My husband was actually asking about how to get some of them. (Pretty sure it's not easy because they are endangered.) And, I think if you _do_ have them, you're pretty much expected to breed them since they _are_ endangered right?

Maybe once we move and have the space to keep the 10g up, I'll get a pair and see how breeding goes. How do you go about getting them? (From what I've heard, a pair is uber expensive.)


----------



## majerah1

The macs will need more than a ten.Honestly your not really expected to breed,just a wonderful thing if you do!They are becoming more common in the hobby,so the prices are much lower.When I first looked into them a single male was $180.00.My first three unsexed cost me shipping,because it was the shippers first time shipping fish.So i paid $65.00 for them.The last three had two known males and was supposed to be three,but sometimes on juveniles its hard to tell.I paid $50.00 for all three with the shipping included.So they are going down in price.

If i can find the ins and outs,I can send you some when mine breed.Not sure if I have to go through a transhipper or how that works.But usually you can look on aquabid for some,and I think there are some betta people in Canada who have some.If you want I can ask for you?

Or just move in across from me,hahaha!


----------



## holly12

I would move - we LOVED Virginia Beach (on our honey moon), but my husband says no, lol. 
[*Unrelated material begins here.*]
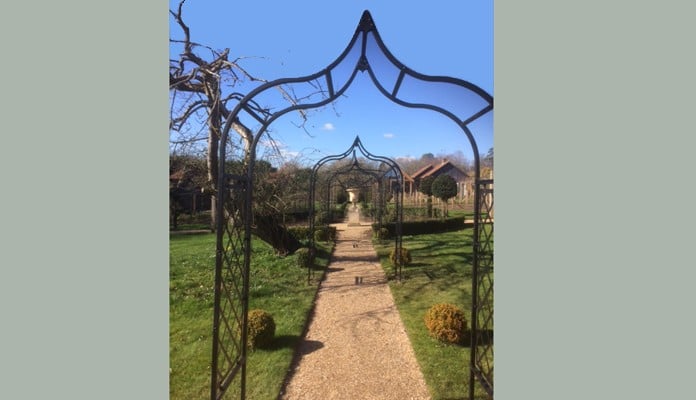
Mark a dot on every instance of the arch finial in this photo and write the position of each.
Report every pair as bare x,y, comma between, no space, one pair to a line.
367,24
I'll look around. Once we move maybe I can get a set up for some.


----------



## majerah1

Pshhht,hes just scared Ill fuel your aquatic addiction.


----------



## holly12

LOL! Maybe! Hahahaha!


----------



## majerah1

Wow,I guess the macs heard me thinking of breeding the other bettas.The new boy,and Bertha are going at it!This is his first spawn ever(or with me,so)so I dont expect him to hold,but wow,I feel special!


----------



## holly12

Cool! *Fingers crossed!


----------